Kenya Barris has signed on to write and direct a forthcoming biopic on Richard Pryor for MGM. The movie studio acquired the film in a heated bidding war, Deadline reports.
The biopic will mark Barris’ directorial debut. In addition to directing and penning the script, the Black-Ish creator will also produce the film through his company, Khalabo Ink Society. Additional producers include Pryor’s widow, Jennifer Lee Pryor, through her Tarnished Angel imprint, and Tory Metzger for Levantine Films.
“The way Pryor did what he did — with truth and specificity that was somehow self-aware and self-deprecating, and said with an unmatched level of vulnerability – that was the power and impact of his work,” Barris said in a statement. “Pryor had a voice that was distinctly his and, in many ways, comedy since then has been derivative of what he created.

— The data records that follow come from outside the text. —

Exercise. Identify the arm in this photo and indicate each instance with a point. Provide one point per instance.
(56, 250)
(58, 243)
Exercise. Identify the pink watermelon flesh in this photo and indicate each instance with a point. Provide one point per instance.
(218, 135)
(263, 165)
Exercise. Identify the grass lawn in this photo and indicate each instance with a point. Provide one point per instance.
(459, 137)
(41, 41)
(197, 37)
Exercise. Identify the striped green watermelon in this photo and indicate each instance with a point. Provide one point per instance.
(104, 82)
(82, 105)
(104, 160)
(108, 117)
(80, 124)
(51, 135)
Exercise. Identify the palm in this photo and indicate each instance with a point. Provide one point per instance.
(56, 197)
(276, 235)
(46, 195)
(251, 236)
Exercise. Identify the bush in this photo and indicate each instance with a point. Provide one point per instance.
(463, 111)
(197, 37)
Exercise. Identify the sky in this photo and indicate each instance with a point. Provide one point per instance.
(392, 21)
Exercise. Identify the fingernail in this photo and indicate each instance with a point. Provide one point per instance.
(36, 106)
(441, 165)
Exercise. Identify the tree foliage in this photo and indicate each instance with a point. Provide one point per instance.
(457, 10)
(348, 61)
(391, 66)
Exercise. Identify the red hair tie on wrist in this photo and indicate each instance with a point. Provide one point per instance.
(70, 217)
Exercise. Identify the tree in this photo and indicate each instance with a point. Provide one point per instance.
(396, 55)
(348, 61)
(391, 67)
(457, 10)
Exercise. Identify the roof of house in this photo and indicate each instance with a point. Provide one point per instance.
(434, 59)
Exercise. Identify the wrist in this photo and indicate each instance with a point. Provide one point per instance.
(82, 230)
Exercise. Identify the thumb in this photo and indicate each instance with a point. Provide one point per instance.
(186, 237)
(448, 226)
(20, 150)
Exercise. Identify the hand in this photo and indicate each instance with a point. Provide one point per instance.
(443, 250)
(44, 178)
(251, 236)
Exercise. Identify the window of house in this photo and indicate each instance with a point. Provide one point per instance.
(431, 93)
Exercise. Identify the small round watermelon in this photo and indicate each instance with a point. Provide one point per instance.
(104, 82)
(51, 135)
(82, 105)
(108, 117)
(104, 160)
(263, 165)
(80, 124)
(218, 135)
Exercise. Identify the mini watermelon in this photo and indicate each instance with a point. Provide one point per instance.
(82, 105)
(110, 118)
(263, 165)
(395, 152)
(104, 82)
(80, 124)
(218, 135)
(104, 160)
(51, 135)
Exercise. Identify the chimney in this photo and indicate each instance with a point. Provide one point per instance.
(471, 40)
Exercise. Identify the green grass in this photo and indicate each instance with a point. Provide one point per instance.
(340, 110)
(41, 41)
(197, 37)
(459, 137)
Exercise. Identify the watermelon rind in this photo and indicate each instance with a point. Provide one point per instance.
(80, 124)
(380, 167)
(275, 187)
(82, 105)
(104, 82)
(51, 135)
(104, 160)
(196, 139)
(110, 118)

To me, this is a film about that voice, the journey that shaped it, and what it took for it to come to be.”
There have been several attempts to bring Pryor’s story to the big screen, including in 2016 when The Weinstein Company teamed with Jennifer and Lee Daniels on a script by Oscar-winning screenwriter Bill Condon. Mike Epps was slated to start as the comic legend, and Oprah Winfrey was going to play his grandmother, Eddie Murphy as his father, and Kate Hudson at Jennifer.
Pryor began his comedy career in the early 1960s playing local clubs around New York. By the following decade, Pryor rose up the ranks to become one of the most popular Black comedians in the genre appearing in films like Lady Sings the Blues, The Mack, Uptown Saturday Night, Car Wash, Harlem Nights, and The Wiz. Pryor was also a talented writer and producer (he wrote his stand-up comedy specials as well as other shows such as Sanford & Son, The Richard Pryor Show).
The 65-year-old comedian passed away from Parkinson’s Disease in 2005.